By ERIC A. HOWALD
Of the Keizertimes
In the last session of the Oregon Legislature, the Senate and House of Representatives passed a massive transportation plan known as Keep Oregon Moving (HB 2017). Revenues generated from a fuel tax and increases to annual registration fees are expected to generate more than $5.3 billion over the next decade and members of the Keizer Traffic Safety, Bikeways and Pedestrian (TBP) Committee want to be ready with a project when the money becomes available.
“I would like to identify a project that is shovel-ready and submit it to see if we qualify for the money,” said Wayne Frey, chair of the committee.
While the money isn’t expected to become available until late this year or 2019, Frey has been a regular advocate for coming up with a project that could meet grant requirements once they are released to the public. The rule-making committee for the funding is currently meeting to establish the guidelines for the types of projects to be considered.

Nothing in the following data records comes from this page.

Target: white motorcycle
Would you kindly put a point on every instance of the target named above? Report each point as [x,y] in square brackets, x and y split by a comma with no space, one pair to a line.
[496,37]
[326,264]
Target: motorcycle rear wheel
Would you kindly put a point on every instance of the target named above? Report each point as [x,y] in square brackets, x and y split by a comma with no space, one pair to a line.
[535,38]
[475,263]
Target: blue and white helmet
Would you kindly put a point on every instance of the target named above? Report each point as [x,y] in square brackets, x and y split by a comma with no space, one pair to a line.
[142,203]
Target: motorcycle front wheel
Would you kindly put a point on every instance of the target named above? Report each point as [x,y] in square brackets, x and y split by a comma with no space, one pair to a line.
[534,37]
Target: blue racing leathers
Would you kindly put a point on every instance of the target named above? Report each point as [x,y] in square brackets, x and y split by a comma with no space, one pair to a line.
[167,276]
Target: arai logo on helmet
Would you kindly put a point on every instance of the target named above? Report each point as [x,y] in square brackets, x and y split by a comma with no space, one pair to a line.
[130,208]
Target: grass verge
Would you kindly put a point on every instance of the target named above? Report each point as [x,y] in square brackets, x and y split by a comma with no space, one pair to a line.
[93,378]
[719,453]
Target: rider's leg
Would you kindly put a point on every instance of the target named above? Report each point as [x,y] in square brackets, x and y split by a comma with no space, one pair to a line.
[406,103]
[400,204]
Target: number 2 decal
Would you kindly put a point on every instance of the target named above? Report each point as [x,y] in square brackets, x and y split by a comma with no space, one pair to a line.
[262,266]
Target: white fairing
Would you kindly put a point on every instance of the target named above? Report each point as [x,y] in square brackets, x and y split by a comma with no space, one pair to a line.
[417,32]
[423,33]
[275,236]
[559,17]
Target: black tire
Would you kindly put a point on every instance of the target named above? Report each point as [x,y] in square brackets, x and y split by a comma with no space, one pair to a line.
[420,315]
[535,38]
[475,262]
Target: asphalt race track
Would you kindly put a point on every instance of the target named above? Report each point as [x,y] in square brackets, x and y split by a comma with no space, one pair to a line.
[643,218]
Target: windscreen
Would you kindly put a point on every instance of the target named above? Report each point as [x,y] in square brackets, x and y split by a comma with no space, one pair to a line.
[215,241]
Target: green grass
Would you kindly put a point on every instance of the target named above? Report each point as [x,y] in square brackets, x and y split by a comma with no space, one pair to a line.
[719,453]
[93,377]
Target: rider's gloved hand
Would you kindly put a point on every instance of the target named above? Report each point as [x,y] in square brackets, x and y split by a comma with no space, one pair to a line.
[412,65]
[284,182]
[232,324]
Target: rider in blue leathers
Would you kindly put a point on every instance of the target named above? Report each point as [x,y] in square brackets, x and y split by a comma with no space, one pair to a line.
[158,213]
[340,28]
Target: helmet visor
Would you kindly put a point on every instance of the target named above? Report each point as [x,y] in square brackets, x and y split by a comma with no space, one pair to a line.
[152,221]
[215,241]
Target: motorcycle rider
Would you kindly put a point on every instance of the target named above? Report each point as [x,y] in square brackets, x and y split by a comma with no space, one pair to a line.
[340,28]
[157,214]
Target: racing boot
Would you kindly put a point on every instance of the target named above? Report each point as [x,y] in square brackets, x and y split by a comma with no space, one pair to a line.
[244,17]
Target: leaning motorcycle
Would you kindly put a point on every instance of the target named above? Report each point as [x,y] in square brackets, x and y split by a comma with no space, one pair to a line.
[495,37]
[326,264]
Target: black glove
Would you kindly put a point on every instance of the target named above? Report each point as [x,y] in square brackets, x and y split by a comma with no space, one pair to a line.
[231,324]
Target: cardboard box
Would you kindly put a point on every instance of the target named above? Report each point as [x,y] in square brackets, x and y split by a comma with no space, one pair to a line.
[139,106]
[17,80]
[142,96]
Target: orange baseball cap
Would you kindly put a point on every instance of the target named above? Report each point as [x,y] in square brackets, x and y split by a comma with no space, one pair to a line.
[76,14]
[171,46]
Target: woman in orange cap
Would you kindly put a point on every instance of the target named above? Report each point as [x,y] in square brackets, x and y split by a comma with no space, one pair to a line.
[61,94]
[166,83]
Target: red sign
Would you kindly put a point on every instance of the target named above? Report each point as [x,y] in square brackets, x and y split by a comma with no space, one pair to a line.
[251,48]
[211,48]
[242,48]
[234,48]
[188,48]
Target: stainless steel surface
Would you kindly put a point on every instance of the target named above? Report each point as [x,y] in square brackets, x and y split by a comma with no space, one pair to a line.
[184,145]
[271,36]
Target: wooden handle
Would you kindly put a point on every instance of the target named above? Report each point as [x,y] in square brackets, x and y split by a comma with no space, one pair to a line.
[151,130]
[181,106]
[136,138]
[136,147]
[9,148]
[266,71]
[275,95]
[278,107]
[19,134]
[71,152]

The timing was fortuitous as Mike Jaffe, director of transportation for the Mid-Willamette Valley Council of Governments, was on-hand to offer his department as a resource for the committee and share some of his knowledge about past grant processes.

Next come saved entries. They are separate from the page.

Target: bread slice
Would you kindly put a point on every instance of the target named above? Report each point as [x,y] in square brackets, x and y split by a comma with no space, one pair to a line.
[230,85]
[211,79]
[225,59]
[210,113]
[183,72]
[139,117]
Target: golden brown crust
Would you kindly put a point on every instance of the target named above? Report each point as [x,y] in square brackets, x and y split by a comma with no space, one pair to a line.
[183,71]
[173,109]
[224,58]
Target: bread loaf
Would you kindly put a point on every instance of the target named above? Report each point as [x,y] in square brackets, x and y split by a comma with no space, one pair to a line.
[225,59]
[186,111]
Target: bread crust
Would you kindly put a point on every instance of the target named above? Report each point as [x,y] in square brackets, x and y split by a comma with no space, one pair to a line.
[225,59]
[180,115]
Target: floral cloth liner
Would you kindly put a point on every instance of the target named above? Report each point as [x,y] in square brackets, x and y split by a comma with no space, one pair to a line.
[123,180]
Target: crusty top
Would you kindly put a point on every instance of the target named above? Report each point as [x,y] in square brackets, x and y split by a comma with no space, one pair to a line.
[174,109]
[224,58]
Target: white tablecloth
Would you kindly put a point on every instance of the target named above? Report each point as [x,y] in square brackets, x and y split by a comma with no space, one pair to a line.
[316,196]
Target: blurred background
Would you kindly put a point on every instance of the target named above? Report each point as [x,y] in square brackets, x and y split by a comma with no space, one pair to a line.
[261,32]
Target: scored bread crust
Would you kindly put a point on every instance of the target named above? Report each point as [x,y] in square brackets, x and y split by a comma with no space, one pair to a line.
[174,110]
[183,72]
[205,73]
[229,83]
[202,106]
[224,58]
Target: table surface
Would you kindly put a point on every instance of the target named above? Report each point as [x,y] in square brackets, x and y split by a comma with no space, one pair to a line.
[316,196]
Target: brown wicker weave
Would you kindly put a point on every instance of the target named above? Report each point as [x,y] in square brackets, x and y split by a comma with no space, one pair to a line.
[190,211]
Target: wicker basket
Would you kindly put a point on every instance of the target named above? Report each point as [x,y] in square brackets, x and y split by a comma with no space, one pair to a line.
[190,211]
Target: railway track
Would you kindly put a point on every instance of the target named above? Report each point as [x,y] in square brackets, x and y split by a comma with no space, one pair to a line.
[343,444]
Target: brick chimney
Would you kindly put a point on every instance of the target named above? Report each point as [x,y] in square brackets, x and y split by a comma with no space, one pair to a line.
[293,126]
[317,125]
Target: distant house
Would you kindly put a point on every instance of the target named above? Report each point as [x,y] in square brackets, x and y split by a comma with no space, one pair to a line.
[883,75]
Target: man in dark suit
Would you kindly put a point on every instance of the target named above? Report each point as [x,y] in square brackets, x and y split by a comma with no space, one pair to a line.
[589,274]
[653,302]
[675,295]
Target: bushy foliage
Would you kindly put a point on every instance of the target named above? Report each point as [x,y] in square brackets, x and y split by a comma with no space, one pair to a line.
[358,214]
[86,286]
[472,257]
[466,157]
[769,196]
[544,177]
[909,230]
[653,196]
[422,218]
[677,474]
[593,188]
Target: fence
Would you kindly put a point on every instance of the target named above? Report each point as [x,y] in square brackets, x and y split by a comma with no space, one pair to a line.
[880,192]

“They are already determining the criteria and the important factors for how applications will be judged,” said Jaffe. “The sooner you jump on this the better. We will have to see what their timeline is.”

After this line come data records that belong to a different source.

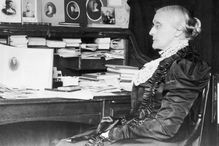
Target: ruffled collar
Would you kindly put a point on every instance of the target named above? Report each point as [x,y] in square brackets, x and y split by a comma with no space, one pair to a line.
[149,69]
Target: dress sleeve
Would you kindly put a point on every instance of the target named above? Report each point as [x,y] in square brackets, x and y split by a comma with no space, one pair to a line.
[183,85]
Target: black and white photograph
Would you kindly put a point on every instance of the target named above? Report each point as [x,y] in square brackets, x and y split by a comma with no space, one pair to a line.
[73,10]
[109,73]
[29,11]
[93,9]
[10,11]
[108,15]
[52,12]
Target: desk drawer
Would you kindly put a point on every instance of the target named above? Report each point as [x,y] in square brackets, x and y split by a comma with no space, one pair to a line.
[119,108]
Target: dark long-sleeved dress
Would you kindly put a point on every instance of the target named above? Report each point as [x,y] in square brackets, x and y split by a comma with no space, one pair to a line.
[165,103]
[162,104]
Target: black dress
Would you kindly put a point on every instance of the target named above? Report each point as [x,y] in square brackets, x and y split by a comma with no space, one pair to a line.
[161,104]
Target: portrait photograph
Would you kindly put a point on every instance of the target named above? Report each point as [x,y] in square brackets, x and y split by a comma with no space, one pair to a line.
[93,9]
[10,11]
[108,15]
[73,10]
[50,9]
[29,11]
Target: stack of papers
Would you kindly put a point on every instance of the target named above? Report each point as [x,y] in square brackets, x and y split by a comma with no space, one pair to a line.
[55,44]
[36,41]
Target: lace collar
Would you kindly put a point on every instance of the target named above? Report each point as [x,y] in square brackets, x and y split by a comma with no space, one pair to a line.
[149,69]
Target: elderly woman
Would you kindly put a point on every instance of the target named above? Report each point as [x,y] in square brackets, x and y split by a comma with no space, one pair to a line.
[165,89]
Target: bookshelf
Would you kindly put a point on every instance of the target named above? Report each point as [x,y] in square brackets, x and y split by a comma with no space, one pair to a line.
[86,34]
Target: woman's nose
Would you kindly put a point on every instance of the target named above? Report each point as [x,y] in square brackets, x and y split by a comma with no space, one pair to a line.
[151,32]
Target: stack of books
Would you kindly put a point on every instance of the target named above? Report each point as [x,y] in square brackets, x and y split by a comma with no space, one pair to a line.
[55,44]
[99,76]
[126,74]
[37,41]
[18,40]
[72,42]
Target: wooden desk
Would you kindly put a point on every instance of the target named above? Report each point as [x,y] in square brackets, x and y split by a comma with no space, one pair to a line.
[42,122]
[59,109]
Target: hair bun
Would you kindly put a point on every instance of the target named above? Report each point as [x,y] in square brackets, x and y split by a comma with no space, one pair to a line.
[197,26]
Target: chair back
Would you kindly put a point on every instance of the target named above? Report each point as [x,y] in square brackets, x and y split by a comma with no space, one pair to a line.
[199,124]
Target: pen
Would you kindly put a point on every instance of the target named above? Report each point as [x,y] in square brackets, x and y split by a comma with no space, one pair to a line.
[58,90]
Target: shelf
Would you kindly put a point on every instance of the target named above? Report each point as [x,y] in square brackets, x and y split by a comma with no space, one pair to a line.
[46,30]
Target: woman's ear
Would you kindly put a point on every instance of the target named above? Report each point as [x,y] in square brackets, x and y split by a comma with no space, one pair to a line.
[179,33]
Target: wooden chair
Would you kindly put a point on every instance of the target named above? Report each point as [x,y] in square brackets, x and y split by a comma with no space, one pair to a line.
[193,139]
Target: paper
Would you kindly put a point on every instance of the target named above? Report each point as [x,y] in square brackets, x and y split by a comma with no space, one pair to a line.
[114,3]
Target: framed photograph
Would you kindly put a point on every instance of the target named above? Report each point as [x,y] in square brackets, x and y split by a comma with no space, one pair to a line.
[53,11]
[108,15]
[10,11]
[29,11]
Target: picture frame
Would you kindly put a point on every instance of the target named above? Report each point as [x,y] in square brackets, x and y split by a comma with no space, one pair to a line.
[108,15]
[10,11]
[29,10]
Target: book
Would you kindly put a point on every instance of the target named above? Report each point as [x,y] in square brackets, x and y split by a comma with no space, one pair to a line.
[53,11]
[122,14]
[10,11]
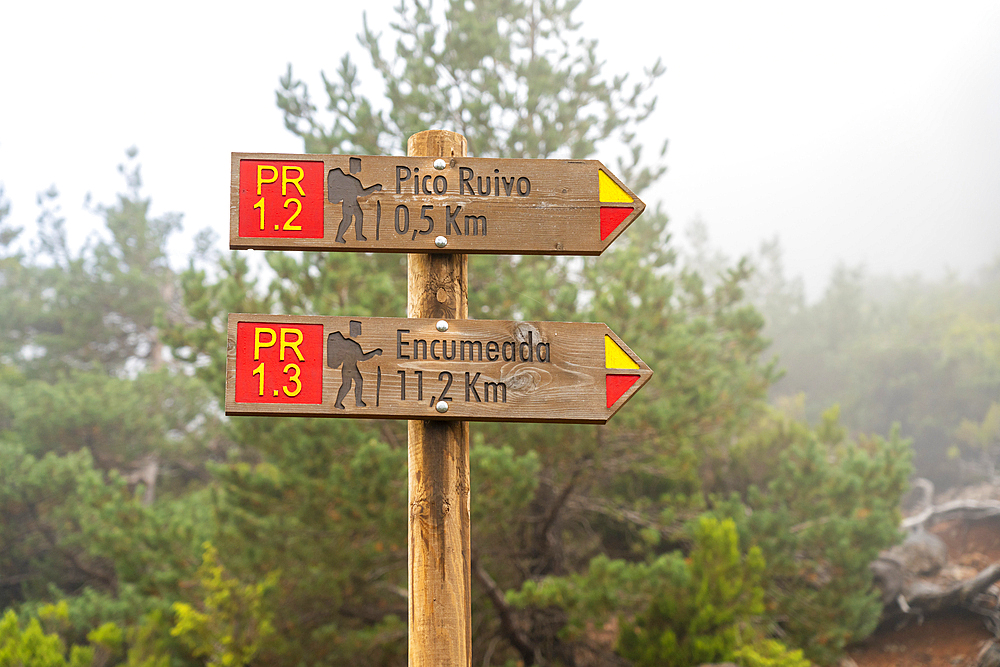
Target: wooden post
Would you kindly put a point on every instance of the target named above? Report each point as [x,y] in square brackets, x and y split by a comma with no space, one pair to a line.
[438,531]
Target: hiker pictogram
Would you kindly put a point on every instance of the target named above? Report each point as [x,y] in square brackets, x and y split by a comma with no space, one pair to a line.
[348,352]
[348,188]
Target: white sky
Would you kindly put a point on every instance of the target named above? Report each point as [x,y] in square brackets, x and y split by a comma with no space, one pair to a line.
[863,132]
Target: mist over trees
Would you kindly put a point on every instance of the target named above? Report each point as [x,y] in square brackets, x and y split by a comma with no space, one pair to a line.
[138,526]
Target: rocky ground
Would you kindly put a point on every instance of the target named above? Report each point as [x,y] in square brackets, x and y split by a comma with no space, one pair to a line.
[953,638]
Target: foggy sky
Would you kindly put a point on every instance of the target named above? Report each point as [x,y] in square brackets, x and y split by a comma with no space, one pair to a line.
[856,132]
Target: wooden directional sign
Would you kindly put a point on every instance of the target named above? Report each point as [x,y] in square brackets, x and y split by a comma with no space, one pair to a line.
[423,205]
[397,368]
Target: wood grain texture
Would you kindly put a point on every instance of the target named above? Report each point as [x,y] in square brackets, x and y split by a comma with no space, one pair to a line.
[499,370]
[439,527]
[558,214]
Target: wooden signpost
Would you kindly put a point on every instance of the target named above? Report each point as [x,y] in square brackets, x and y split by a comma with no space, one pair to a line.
[437,369]
[397,368]
[426,204]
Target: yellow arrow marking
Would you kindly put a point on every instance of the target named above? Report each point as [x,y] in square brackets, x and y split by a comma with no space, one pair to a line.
[611,191]
[615,356]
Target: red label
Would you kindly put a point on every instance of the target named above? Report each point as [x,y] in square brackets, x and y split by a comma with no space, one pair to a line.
[279,363]
[281,199]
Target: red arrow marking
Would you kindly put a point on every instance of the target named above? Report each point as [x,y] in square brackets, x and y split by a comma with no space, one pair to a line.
[611,218]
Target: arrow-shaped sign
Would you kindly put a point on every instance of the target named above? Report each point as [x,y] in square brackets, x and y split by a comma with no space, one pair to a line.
[399,368]
[421,205]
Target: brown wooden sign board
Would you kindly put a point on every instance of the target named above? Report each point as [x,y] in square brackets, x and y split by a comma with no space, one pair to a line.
[426,205]
[405,368]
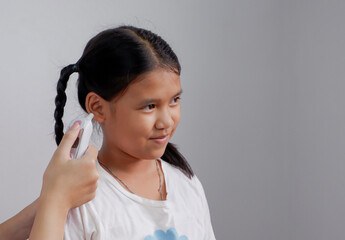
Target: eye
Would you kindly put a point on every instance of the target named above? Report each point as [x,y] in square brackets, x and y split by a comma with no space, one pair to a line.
[150,105]
[177,99]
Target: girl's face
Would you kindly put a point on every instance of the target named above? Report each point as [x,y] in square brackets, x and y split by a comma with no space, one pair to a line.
[149,108]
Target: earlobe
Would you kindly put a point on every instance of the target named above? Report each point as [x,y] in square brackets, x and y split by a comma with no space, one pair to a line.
[95,104]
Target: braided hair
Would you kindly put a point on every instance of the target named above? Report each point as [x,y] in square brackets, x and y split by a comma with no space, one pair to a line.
[112,60]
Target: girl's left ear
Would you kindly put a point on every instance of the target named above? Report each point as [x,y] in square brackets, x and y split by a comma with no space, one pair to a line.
[96,104]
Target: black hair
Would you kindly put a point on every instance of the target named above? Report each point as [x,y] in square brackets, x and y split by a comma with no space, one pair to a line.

One potential snag, Jaffe said, is that the committee wants proposals to already be part of a comprehensive transportation system plan or a Safe Routes to Schools plan. While Keizer has projects that might fit into both categories, none have yet made it through the processes to be included in the transportation plan and there is no Safe Routes to School program up-and-running in the area. That means areas like Portland and Eugene have a leg up.
“My concern is that lots of other areas have the Safe Routes to School action plans. They are far ahead of our area as far as what they need,” Jaffe said.
The potential project that received the most discussion by the committee was improving Delight Street North.
“One of the reasons we are pushing it is because everyone has come together around it. Everyone is saying, ‘yeah,’” said Hersch Sangster, a member of the committee.
Last year, members of the West Keizer Neighborhood Association and Cummings Elementary School Principal Martina Mangan requested action on the issue at a meeting of the TBP committee and, later, at a meeting of the Keizer Budget Advisory Committee. Cummings’ main entrance on Delight. Cummings Elementary students, are often seen walking in the street alongside moving vehicles prior to the start of school and after release. Increased traffic resulting from other parents dropping off and picking up students makes for hazardous conditions all around.
The Salem-Keizer School District is planning to address the immediate area around Cummings with a bond measure that will need voter approval in May 2018, but the issues are not limited to Cummings.
“It’s McNary High School, too,” said Sangster. “Students use Delight to walk to McNary. The school district is talking about the east side of Cummings (property) and if you go further down, there are no sidewalks. Improvements are needed all the way through, not just at Cummings, and Delight also serves several residential areas.”
Another hurdle will be coming up with matching funds from city coffers. While specifics are still in the works a 40 to 60 percent match would not be out of the question.
“If it is a 40 percent match, then it’s going to have to be something that the council makes a high priority,” said Pat Fisher, a committee member.
Other potential projects mentioned were improvements to River Road North, improvements to Newberg Drive North, and a connection between Northview Park and Claggett Creek Park.
The committee is expected to continue discussion at its next meeting Thursday, Feb. 8.